— Э-э, — вздохнул Луко, с сожалением стряхивая себе на язык последнюю каплю коньяка. — Ты хочешь, чтобы я, дикий волк — и помогал самторийскому псу?
— Да, — глухо ответил Оард. — Мне нужна твоя помощь…
— Слышу отчаянье в твоём голосе, — мерзко улыбнулся захмелевший преступник. — Интересно, что за зверь такой твоя сучка?
— Сумеречная лиса.
Капитан полиции пристально глянул на заключённого. Нет, не показалось, в глазах Луко промелькнуло холодное пламя ненависти.
— Тебе ведь известно, кто такие сумеречные лисы, верно? — победно усмехнулся Оард.
Его собеседник вдруг зашипел и отвернулся, не то глубоко задумавшись, не то потеряв всякий интерес к разговору.
— Поможешь мне и проваливай из королевства ко всем хренам… — немного выждав, предложил полицейский.
— Согласен… — раздался глухой ответ.
— Сумеешь взять след?
— Ага…
— А на тропу, — капитан понизил голос, — не забыл, как выходить? Серый
Не говоря ни слова, заключённый сделал шаг в тень и растворился в сумрачной части камеры, словно бы его и не было здесь вовсе. Растворился, но далеко не ушёл, ибо камера была опутана аурами магов-мстителей. Тень же, в которой спрятался узник, никуда не вела. Она была рукотворной и плоской, плащ-невидимка — не более.
— Славно, — одобрил Оард. — В таком случае добро пожаловать в нашу самторийскую стаю,
— Да будет так, — глухо ответил заключённый, вновь выходя на свет.
Её окружала тьма. Затхлый и душный мрак обнимал её со всех сторон. Он давил с такой неимоверной силой, будто был целой грудой камней. Словно стены маленького погреба, где девочка пряталась в детстве от пьяного отца, обрушились на неё вместе со всем их нищенским жилищем.

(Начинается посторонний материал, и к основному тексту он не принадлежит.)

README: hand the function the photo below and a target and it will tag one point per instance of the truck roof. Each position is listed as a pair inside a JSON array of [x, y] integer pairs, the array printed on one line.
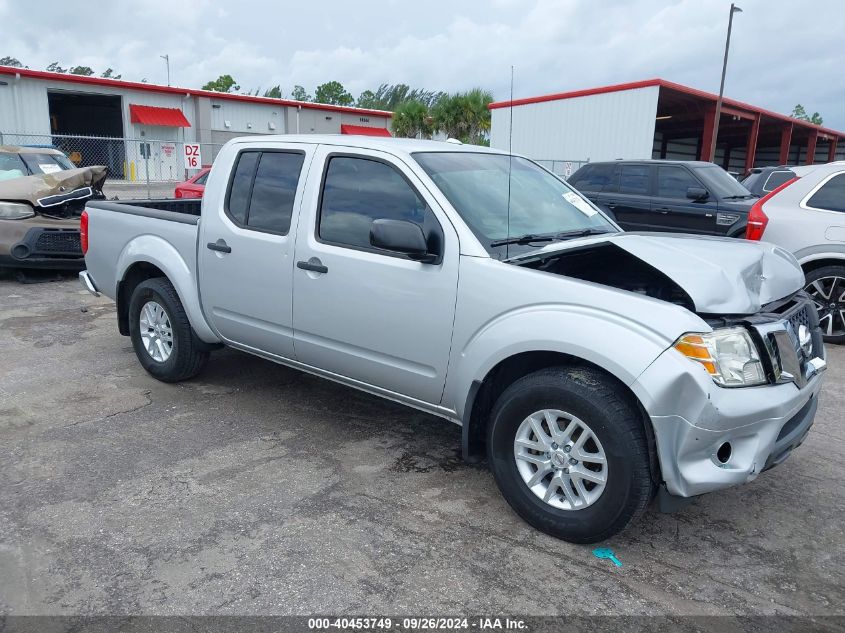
[[407, 145]]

Уйдя в монастырь Единого, девочка заставила себя забыть тот дом. Прошлое никуда не делось. Оно осталось, но произошло с кем-то другим — не с ней.
В монастыре девочку любили. Её никогда не обижали и не заставляли делать того, что могло причинить боль или стыд. Там она выросла, обрела новую семью и друзей.
Её лучшая подруга — весёлая хохотушка — обладала неунывающим нравом. Светлая улыбка не сходила с губ монахини даже во время болезни. Когда же смерть стёрла с веснушчатых щёк румянец и слизнула блеск с рыжих кос, улыбка подруги продолжила жить в сердце девушки.
Лишь помня её и надеясь на новую встречу, монахиня перенесла боль и нечеловеческий страх, когда в стенах Нороэша разверзлась Бездна. Писания утверждали, что после смерти все друзья и любимые воссоединятся друг с другом в чертогах Единого.
Но… ни света Единого, ни чертогов Его монахиня не увидела. А потом начала блекнуть даже улыбка подруги. Драгоценные воспоминания будто подёрнулись туманом. Зато обрели плоть кошмары из детства: отец, дом, погреб и горе…
Священные писания врали! Не существовало никакого выхода в свет. Не было чертогов Единого. Не произошло воссоединения с подругой. Её обманули и бросили тут одну! С монахиней остались лишь отчаянье и давящая тьма.
А была ли она монахиней? Она ли? Или уже кто-то другой? Была ли у неё подруга? И как же её звали? Девушка не помнила — забыла.